19) \(\tan^2 x = \frac{1}{4}\)


- Take the square root: \(\tan x = \pm \frac{1}{2}\).
- For \(\tan x = \frac{1}{2}\): Use the inverse tangent function: \(x = \tan^{-1}\left(\frac{1}{2}\right)\).
- \(x \approx 26.6^\circ\).
- Since \(\tan(180^\circ + \theta) = \tan \theta\), the other solution is \(x = 180^\circ + 26.6^\circ = 206.6^\circ\).
- For \(\tan x = -\frac{1}{2}\): Use the inverse tangent function: \(x = \tan^{-1}\left(-\frac{1}{2}\right)\).
- \(x \approx -26.6^\circ\). Since we need solutions in \(0^\circ \leq x \leq 360^\circ\), we add \(360^\circ\) to get \(x \approx 333.4^\circ\).
- Since \(\tan(180^\circ + \theta) = \tan \theta\), the other solution is \(x = 180^\circ - 26.6^\circ = 153.4^\circ\).
- Solution: \(x \approx 26.6^\circ, 153.4^\circ, 206.6^\circ, 333.4^\circ\).

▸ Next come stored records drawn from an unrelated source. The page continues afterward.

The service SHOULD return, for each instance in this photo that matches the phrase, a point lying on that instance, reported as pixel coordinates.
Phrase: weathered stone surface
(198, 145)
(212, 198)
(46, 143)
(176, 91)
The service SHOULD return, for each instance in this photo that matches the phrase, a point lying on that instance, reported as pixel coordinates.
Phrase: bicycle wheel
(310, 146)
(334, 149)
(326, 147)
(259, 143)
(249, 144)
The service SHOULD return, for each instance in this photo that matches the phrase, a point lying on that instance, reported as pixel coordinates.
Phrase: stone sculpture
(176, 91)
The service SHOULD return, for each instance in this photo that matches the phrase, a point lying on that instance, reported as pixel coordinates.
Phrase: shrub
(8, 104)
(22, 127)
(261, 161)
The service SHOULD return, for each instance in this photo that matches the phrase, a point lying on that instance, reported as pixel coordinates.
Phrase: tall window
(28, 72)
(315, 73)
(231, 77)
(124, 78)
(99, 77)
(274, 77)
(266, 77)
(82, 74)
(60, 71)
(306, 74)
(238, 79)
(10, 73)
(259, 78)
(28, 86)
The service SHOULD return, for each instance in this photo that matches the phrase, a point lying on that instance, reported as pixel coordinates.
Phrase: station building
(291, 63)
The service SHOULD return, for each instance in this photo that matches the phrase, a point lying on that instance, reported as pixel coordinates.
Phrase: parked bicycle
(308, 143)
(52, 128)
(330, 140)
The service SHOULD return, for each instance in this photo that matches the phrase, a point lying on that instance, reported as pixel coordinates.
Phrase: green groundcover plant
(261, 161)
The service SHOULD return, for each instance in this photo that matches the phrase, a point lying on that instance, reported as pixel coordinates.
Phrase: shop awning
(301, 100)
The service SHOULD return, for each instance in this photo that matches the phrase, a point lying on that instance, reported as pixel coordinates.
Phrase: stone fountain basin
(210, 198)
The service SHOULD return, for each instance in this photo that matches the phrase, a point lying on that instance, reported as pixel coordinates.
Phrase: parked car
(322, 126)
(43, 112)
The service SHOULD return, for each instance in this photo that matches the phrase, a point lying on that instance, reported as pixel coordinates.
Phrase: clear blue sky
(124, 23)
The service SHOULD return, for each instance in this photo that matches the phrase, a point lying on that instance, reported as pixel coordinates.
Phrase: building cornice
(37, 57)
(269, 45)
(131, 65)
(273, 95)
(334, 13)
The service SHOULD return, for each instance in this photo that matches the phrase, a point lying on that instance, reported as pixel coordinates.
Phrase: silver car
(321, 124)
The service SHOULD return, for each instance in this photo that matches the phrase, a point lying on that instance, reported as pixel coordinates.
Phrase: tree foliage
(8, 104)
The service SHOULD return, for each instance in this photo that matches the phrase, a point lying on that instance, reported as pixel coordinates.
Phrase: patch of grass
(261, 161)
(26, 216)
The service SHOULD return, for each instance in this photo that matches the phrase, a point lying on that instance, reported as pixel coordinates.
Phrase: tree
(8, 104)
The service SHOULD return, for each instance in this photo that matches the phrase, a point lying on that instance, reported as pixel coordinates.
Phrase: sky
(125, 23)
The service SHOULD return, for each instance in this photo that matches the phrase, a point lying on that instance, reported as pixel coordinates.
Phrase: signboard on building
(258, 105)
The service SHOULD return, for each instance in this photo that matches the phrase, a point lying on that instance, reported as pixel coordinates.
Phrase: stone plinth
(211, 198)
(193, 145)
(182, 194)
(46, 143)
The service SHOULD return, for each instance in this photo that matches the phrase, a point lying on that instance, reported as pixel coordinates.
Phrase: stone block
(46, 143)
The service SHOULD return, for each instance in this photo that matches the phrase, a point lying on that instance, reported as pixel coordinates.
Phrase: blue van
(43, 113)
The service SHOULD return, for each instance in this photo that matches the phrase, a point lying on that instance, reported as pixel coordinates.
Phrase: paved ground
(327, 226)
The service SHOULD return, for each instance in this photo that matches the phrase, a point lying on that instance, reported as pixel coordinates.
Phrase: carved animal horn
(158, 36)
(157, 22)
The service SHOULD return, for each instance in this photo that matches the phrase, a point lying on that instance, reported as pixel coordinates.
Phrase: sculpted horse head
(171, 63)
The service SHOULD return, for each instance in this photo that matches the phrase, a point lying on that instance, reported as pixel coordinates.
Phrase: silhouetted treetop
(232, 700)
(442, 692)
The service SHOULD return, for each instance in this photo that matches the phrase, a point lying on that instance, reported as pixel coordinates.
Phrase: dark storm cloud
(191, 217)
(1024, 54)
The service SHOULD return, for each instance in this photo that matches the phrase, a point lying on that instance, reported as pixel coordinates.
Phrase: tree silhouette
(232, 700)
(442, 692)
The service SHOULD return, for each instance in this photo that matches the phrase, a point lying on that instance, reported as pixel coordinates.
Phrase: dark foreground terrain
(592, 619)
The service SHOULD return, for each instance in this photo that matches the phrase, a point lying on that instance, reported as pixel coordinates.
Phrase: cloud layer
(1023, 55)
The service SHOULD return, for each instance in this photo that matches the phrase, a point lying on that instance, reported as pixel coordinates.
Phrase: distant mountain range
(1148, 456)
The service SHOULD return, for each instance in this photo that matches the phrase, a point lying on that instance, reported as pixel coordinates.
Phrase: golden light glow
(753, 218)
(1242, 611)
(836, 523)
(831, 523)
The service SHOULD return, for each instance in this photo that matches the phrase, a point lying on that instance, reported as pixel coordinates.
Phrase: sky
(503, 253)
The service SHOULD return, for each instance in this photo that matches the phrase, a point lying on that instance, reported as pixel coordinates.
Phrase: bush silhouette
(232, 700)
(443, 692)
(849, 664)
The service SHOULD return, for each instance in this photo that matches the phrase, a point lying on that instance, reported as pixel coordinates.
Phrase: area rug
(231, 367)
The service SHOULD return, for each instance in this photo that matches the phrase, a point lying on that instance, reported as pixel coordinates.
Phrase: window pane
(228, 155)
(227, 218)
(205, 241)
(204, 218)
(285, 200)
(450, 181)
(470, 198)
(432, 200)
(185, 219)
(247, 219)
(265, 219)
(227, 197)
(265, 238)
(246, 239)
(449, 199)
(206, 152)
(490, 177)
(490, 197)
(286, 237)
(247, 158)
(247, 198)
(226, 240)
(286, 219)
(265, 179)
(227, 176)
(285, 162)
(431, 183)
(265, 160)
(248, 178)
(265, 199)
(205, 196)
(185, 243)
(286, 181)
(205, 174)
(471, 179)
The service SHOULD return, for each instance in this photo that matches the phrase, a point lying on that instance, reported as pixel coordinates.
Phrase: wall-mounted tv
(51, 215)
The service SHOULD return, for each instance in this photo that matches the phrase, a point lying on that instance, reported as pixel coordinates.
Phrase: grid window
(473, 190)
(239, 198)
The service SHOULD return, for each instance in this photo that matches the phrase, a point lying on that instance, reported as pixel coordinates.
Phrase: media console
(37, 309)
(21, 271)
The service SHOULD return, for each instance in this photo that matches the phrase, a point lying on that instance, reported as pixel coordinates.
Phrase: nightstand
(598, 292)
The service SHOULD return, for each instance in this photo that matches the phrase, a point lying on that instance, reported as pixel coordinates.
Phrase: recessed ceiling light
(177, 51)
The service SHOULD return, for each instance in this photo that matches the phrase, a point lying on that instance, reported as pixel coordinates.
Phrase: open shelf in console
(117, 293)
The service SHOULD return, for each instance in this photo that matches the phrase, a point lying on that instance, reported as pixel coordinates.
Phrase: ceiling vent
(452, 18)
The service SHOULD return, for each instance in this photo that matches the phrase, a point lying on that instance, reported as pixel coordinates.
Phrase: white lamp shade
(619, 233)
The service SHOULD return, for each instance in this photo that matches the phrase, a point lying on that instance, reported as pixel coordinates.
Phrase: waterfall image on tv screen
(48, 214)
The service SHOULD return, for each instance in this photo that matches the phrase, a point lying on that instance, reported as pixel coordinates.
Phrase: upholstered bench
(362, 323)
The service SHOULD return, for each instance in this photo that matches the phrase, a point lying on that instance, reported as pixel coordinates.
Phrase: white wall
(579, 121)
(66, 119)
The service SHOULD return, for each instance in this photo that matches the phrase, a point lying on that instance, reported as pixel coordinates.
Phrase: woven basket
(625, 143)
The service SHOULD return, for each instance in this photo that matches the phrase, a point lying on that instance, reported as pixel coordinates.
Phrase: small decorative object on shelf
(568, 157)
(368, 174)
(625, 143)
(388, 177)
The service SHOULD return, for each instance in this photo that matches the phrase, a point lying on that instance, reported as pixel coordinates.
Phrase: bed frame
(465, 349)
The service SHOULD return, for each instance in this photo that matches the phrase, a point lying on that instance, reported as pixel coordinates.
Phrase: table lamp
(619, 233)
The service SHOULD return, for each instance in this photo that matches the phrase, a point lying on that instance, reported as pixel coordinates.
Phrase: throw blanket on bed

20) \(\cos^2 x = \frac{1}{2}\)


- Take the square root: \(\cos x = \pm \frac{1}{\sqrt{2}} = \pm \frac{\sqrt{2}}{2}\).
- For \(\cos x = \frac{\sqrt{2}}{2}\): The cosine function equals \(\frac{\sqrt{2}}{2}\) at \(x = 45^\circ\) and \(x = 315^\circ\).
- For \(\cos x = -\frac{\sqrt{2}}{2}\): The cosine function equals \(-\frac{\sqrt{2}}{2}\) at \(x = 135^\circ\) and \(x = 225^\circ\).
- Solution: \(x = 45^\circ, 135^\circ, 225^\circ, 315^\circ\).

Final Answer:


\[
\boxed{
\begin{array}{ll}
1) & 90^\circ \\
2) & 45^\circ, 225^\circ \\
3) & 0^\circ \\
4) & 30^\circ, 150^\circ \\
5) & 53.1^\circ, 306.9^\circ \\
6) & 11.3^\circ, 191.3^\circ \\
7) & 64.6^\circ, 295.4^\circ \\
8) & 7.1^\circ, 187.1^\circ \\
9) & 41.8^\circ, 138.2^\circ \\
10) & 135^\circ, 315^\circ \\
11) & 244.2^\circ, 295.8^\circ \\
12) & 174.3^\circ, 354.3^\circ \\
13) & 202.0^\circ, 338.0^\circ \\
14) & 8.4^\circ, 81.7^\circ, 188.4^\circ, 261.7^\circ \\
15) & 36.5^\circ, 83.5^\circ, 156.5^\circ, 203.5^\circ \\
16) & 21.0^\circ, 119.0^\circ \\
17) & 152.7^\circ, 332.7^\circ \\
18) & 19.5^\circ, 127.5^\circ, 199.5^\circ, 307.5^\circ \\
19) & 26.6^\circ, 153.4^\circ, 206.6^\circ, 333.4^\circ \\
20) & 45^\circ, 135^\circ, 225^\circ, 315^\circ \\
\end{array}
}
\]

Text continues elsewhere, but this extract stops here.